Prince Alwaleed Bin Talal Center for Muslim-Christian Understanding
- Named after: Al-Waleed bin Talal
- Formation: 1993
- Type: Non-profit
- Purpose: Interfaith relations
- Headquarters: Washington, D.C., U.S.
- Location: Georgetown University;
- Region served: United States
- Board of directors: Nader Hashemi
- Website: cmcu.georgetown.edu

= Prince Alwaleed Bin Talal Center for Muslim-Christian Understanding =

Academic institute at Georgetown University

The Prince Alwaleed Bin Talal Center for Muslim-Christian Understanding (ACMCU) is an interfaith institution based at the Georgetown University School of Foreign Service in Washington, D.C.

==Overview==
The institution was founded at Georgetown University in Washington, D.C., 1993 as the Center for Muslim-Christian Understanding. It is housed within the Georgetown University School of Foreign Service.
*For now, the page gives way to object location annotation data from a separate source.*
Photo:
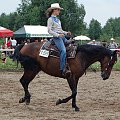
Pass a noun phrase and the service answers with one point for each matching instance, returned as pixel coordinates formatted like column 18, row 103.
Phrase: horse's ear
column 114, row 54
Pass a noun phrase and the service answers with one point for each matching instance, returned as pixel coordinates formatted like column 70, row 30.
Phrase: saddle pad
column 49, row 50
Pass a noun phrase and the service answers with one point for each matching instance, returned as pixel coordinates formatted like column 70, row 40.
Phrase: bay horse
column 28, row 55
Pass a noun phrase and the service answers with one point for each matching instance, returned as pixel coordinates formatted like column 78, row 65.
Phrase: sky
column 100, row 10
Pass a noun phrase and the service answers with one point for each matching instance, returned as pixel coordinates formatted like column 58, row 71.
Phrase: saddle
column 49, row 49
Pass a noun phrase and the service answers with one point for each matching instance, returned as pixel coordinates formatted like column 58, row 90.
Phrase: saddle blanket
column 48, row 49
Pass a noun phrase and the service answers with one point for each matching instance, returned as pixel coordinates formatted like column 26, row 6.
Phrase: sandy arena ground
column 97, row 99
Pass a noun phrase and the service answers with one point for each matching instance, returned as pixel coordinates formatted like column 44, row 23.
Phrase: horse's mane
column 93, row 50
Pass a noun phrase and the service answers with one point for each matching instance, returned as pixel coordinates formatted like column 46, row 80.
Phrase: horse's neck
column 90, row 60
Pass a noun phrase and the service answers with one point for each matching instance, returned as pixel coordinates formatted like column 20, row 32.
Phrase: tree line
column 32, row 12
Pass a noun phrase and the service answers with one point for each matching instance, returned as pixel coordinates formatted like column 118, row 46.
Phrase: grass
column 10, row 65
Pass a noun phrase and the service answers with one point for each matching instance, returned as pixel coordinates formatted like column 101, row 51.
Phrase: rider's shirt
column 54, row 26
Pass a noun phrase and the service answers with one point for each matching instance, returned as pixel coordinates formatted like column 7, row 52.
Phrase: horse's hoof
column 58, row 102
column 22, row 100
column 77, row 109
column 27, row 101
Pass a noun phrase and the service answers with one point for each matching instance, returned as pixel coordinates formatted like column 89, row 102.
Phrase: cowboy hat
column 112, row 39
column 55, row 6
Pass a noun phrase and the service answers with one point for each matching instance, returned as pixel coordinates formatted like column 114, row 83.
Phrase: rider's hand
column 61, row 35
column 69, row 33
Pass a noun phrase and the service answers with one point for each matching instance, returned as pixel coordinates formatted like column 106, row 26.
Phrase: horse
column 28, row 55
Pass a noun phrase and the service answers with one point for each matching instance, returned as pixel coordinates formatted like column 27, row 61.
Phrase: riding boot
column 66, row 72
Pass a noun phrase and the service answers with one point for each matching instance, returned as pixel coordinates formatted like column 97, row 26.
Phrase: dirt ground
column 97, row 99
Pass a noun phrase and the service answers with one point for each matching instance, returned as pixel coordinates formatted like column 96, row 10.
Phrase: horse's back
column 31, row 49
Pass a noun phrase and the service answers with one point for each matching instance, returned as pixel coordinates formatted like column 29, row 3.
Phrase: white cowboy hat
column 55, row 6
column 112, row 39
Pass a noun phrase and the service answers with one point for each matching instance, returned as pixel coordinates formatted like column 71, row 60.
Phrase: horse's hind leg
column 27, row 77
column 73, row 86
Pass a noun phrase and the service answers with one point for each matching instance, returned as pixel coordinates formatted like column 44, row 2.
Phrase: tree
column 4, row 20
column 72, row 16
column 94, row 29
column 111, row 29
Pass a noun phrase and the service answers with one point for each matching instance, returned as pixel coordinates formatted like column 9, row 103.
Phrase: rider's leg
column 59, row 42
column 60, row 45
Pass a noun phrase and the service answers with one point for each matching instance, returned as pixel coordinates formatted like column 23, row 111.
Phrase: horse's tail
column 16, row 54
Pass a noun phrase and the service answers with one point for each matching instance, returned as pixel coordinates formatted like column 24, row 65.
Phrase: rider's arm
column 49, row 26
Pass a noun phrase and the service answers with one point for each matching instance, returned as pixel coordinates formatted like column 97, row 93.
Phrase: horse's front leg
column 25, row 80
column 73, row 86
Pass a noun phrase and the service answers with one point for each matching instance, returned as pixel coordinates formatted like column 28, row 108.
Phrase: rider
column 55, row 29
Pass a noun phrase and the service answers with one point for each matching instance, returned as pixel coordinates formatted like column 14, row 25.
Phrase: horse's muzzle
column 104, row 75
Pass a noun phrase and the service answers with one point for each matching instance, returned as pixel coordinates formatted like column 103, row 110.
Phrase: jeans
column 59, row 42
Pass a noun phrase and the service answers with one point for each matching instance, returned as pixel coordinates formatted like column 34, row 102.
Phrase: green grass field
column 13, row 65
column 9, row 65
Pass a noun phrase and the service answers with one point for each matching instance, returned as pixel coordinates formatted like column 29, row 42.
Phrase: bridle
column 110, row 63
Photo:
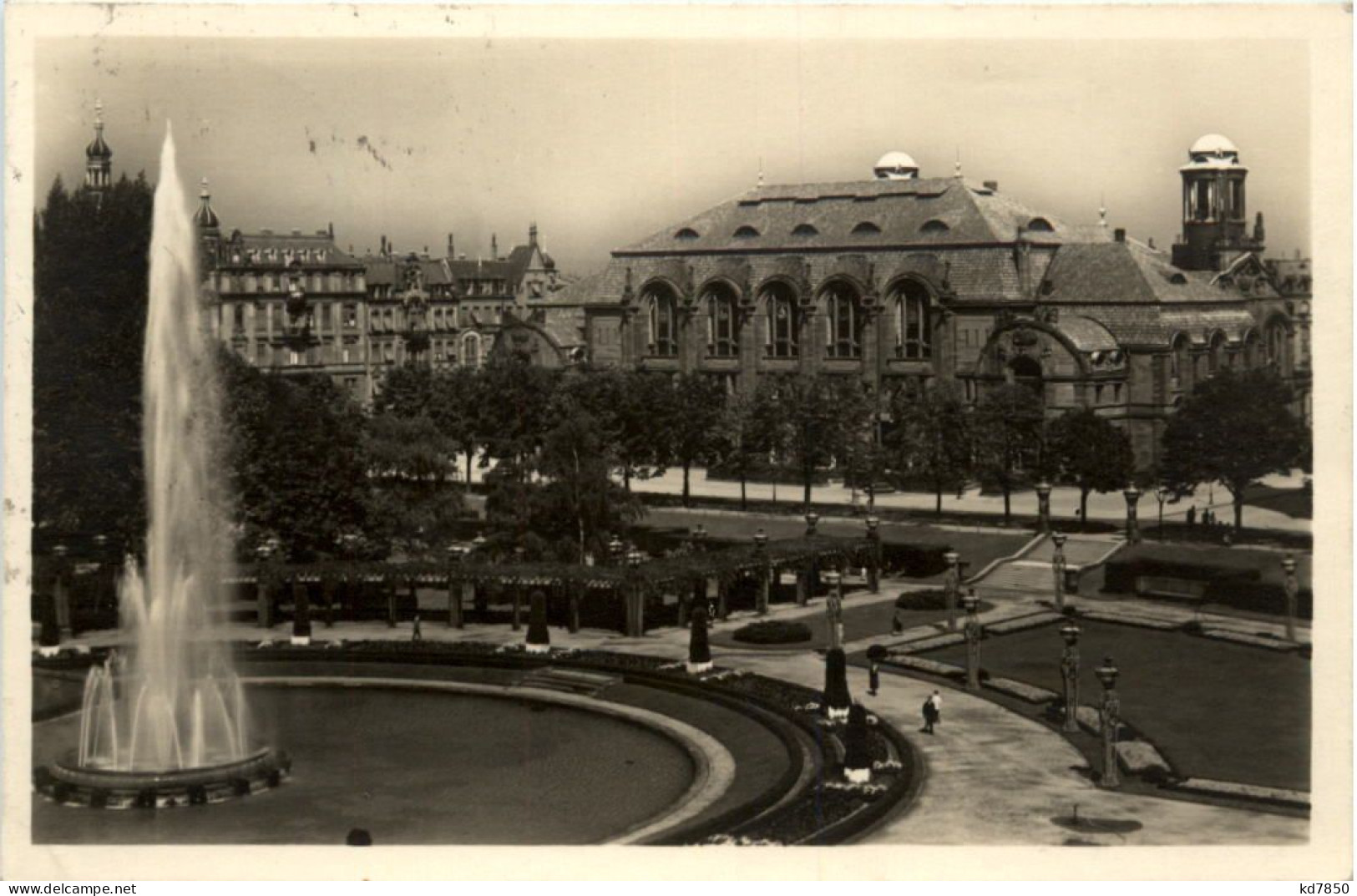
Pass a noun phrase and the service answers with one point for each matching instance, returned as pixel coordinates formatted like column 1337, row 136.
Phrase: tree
column 458, row 408
column 1009, row 436
column 696, row 409
column 293, row 457
column 1091, row 453
column 410, row 462
column 812, row 429
column 90, row 316
column 933, row 438
column 1233, row 429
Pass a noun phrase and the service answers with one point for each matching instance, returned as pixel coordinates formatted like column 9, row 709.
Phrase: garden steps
column 569, row 681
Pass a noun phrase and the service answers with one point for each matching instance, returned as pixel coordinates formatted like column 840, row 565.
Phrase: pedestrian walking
column 933, row 711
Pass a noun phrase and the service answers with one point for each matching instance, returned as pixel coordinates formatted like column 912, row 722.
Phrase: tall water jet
column 169, row 716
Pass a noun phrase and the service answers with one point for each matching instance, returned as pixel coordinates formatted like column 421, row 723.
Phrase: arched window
column 844, row 315
column 912, row 323
column 783, row 334
column 471, row 349
column 1252, row 349
column 1215, row 353
column 1276, row 345
column 1179, row 364
column 722, row 325
column 664, row 330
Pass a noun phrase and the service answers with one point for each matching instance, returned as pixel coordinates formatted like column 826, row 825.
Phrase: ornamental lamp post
column 1042, row 507
column 635, row 620
column 1057, row 566
column 1111, row 718
column 764, row 572
column 973, row 633
column 1132, row 496
column 951, row 585
column 833, row 609
column 1070, row 674
column 1292, row 587
column 874, row 559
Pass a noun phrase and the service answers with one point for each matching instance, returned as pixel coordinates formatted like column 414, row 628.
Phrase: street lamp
column 1292, row 587
column 874, row 561
column 1044, row 507
column 835, row 607
column 764, row 572
column 973, row 631
column 951, row 585
column 1070, row 674
column 1111, row 718
column 1057, row 565
column 1132, row 496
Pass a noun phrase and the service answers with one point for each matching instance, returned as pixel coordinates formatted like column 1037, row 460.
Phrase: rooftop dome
column 1213, row 144
column 98, row 149
column 896, row 166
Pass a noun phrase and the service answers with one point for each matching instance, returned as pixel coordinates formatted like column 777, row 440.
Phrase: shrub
column 929, row 599
column 772, row 631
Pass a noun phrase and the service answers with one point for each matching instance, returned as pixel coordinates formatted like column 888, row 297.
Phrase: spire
column 205, row 217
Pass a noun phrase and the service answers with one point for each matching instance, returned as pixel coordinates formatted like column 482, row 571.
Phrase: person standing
column 933, row 711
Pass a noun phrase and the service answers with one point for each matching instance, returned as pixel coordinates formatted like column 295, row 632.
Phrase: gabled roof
column 859, row 214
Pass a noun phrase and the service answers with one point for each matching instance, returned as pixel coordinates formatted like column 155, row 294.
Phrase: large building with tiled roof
column 901, row 280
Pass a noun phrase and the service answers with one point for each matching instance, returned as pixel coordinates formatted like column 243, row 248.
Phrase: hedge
column 772, row 631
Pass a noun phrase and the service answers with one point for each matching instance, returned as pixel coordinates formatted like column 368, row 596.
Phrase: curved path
column 992, row 776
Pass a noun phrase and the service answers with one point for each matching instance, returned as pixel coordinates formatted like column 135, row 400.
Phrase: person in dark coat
column 933, row 711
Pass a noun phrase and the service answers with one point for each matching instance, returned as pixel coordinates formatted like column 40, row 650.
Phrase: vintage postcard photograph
column 753, row 440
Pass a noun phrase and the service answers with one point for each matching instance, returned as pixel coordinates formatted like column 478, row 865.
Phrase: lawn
column 1215, row 709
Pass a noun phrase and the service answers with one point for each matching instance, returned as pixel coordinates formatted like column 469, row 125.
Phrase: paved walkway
column 992, row 776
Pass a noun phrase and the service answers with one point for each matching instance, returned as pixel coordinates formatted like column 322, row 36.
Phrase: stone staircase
column 1030, row 573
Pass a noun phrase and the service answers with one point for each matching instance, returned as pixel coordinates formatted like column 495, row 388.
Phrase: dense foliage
column 90, row 318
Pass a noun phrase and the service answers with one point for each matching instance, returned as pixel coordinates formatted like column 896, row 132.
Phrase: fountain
column 167, row 722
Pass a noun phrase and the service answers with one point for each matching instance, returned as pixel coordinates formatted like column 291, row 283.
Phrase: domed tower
column 210, row 228
column 1215, row 215
column 896, row 166
column 98, row 156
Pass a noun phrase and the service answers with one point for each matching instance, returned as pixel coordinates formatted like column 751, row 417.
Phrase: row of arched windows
column 1266, row 351
column 909, row 304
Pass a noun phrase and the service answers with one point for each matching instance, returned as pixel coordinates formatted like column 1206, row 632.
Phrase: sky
column 605, row 141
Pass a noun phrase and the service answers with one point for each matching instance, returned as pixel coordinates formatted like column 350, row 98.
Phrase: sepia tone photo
column 772, row 428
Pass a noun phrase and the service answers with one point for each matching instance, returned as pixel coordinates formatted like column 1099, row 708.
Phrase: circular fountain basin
column 98, row 787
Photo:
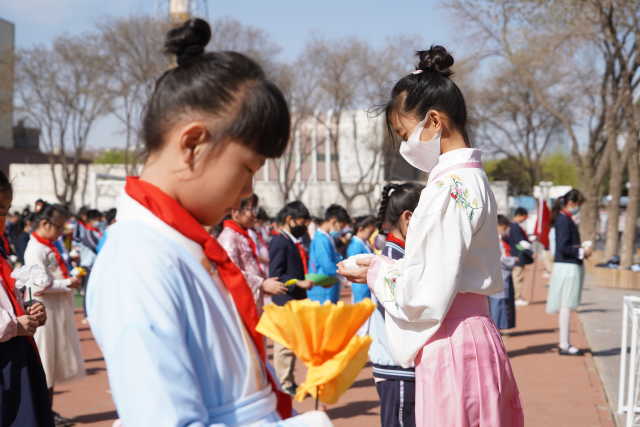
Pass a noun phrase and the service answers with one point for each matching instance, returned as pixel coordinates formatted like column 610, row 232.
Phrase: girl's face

In 2005, a wealthy Saudi prince and businessman, Al-Waleed bin Talal in 2005, gave $20 million to the Center to promote interfaith understanding and the study of Islam and the Muslim world. The center was renamed in his honor. The $20 million gift was the second-largest ever given to the Georgetown at that point. Bin Talal simultaneously gave $20 million to Harvard University's interdisciplinary Islamic studies program and $15 million to establish American studies programs at the American University in Beirut and American University in Cairo.

The founding director of the center was John Esposito. Esposito was succeeded by John O. Voll.

The Center was co-publisher (with the UK's Birmingham University Centre for the Study of Islam and Christian-Muslim Relations) of the journal Islam and Christian-Muslim Relations. The Center hosts the Bridge Initiative, which is a multi-year research project on Islamophobia focusing on analysis, educational resources, commentary and public-facing research.

In 2008, Republican U.S. Representative Frank Wolf questioned the prince's gift, and whether the center had ever been critical of the Saudi government.

The ACMCU was part of the collaboration with the Royal Islamic Strategic Studies Center in 2009 for the publication of the first edition of The 500 Most Influential Muslims in the World.

The current director is Nader Hashemi.